Nowa stacja ma na celu rozwiązanie problemów związanych z rozwojem naukowo-technologicznym, wzrostem gospodarczym oraz bezpieczeństwem narodowym – obszarów niedostępnych w segmencie rosyjskim ISS z powodu ograniczeń technologicznych i warunków umów międzynarodowych. Ambitne plany kosmiczne Rosji zakładają wysłanie pierwszego modułu naukowo-energetycznego już w 2027 roku, stopniowe dołączanie kolejnych modułów do 2030 roku oraz dwa dodatkowe do 2033 roku.
Rosja, kierując się koniecznością opracowania nowego załogowego statku kosmicznego i unowocześnienia infrastruktury startowej, przygotowuje się do opuszczenia ISS, na której uczestniczyła od samego początku jej istnienia w latach 90. XX wieku. Początkowo planowano opuszczenie stacji w 2024 roku, jednak najnowsze informacje wskazują, że Rosja pozostanie na ISS do 2028 roku.

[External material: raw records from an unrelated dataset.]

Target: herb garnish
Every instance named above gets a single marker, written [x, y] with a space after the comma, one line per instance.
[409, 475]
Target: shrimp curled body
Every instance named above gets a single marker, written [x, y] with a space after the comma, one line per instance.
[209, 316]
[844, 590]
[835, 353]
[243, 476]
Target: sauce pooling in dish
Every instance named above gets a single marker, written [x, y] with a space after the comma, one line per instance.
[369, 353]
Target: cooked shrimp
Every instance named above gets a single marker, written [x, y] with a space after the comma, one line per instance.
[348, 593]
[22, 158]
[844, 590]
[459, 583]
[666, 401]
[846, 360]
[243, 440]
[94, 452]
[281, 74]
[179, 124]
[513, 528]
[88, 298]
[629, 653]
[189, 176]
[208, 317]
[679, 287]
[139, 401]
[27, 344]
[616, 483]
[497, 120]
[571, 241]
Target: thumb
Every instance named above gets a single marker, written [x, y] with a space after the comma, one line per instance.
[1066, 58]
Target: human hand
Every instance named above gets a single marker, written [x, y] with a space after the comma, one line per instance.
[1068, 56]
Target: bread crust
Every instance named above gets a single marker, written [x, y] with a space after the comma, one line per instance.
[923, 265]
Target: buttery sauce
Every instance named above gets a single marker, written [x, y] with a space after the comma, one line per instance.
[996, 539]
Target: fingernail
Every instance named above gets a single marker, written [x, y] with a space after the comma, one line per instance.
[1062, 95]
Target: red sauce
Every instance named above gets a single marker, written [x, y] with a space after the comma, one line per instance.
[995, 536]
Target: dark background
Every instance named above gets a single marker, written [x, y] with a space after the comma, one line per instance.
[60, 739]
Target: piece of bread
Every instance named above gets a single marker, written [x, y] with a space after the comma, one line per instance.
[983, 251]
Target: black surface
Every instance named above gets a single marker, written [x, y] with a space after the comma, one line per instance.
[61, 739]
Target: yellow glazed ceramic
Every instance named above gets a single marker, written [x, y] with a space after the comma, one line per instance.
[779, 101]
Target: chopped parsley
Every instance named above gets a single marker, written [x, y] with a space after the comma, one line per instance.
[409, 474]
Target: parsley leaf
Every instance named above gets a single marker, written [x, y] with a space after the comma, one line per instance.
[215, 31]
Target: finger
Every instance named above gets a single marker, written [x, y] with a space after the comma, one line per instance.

ISS się sypie. Poszukiwanie alternatyw przez kosmiczne potęgi
Wyjście Rosji z ISS wynika oficjalnie z konieczności wzrastających prac konserwacyjnych modułów stacji. Już w 2022 roku Roskosmos informował, że astronauci spędzają więcej czasu na naprawach niż na badaniach naukowych, które są głównym celem istnienia stacji kosmicznej.
Należy jednak zauważyć, że najważniejsi gracze na rynku kosmicznym poszukują alternatyw. Chińska stacja kosmiczna Tiangong może nie dorównać rozmiarami ISS, ale stale się rozwija. Także Amerykanie poszukują nowych opcji głównie wśród firm komercyjnych, jak na przykład Vast Space, która ogłosiła plany wysłania modułu Haven-1 za pomocą rakiety SpaceX Falcon 9 w 2025 roku.